Video Analytics and the Importance of Public Trust

May 20, 2020 by ONVIF

To those in the security and technology industry, the subject of Artificial Intelligence (AI) and its various uses is something we’re all likely familiar with. However in recent years, as use of AI has moved into the public sphere and become more available for consumer use, concerns and misconceptions about potential uses for the technology have grown. This has led to a general misunderstanding about video surveillance, as many individuals now associate the presence of surveillance cameras with AI, facial recognition technology and privacy concerns. With numerous high-profile allegations of facial recognition misuse, video analytics technology is getting a bad rap as its association with facial recognition grows.

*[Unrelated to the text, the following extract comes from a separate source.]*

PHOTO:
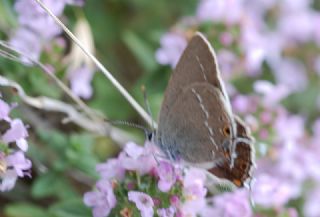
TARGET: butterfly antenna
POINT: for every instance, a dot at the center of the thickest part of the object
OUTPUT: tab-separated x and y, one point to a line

Public trust is key to the implementation of video surveillance and analytics technologies, as we head toward a “smarter” world. Many features are being used already and can be deployed in smart cities and transportation sectors, where individuals aren’t the primary subject of interest. It’s important for the public to understand that video content analytics are not synonymous with  facial recognition, and that video analytics is a much broader technology than just facial recognition. Video content analytics has been used in public sectors for some time now, such as transportation, to assist in maintaining traffic flow, minimizing congestion and spotting minor driving infractions.

The difference now is that video analytic technologies are being imbued with AI to make them faster, more powerful and more autonomous. It’s important for the public to understand that the AI solutions they’re most familiar with are actually machine learning technologies, and not the near-human AI computer your average person might think of. Machine learning simply observes and learns patterns to detect anomalies, such as traffic issues previously discussed, and isn’t a camera gathering your image and other information. These analytics are being used in public spaces, and have been for some time, for object detection, items left unattended and for improving traffic flow in smart cities. While their fears of data gathering aren’t unwarranted, without proper education and an effort to gain the public’s trust, it can have an impact on adoption of these solutions – many of which are becoming more and more prevalent.

Though behavioral analytics are also being used in certain sectors, they can also be used to detect shoplifting and raise alerts, as well as improve visitor flow in retail instances. The uses for video surveillance analytics are immense and encapsulate much more than facial recognition technology and have little to do with the various misconceptions surrounding AI uses.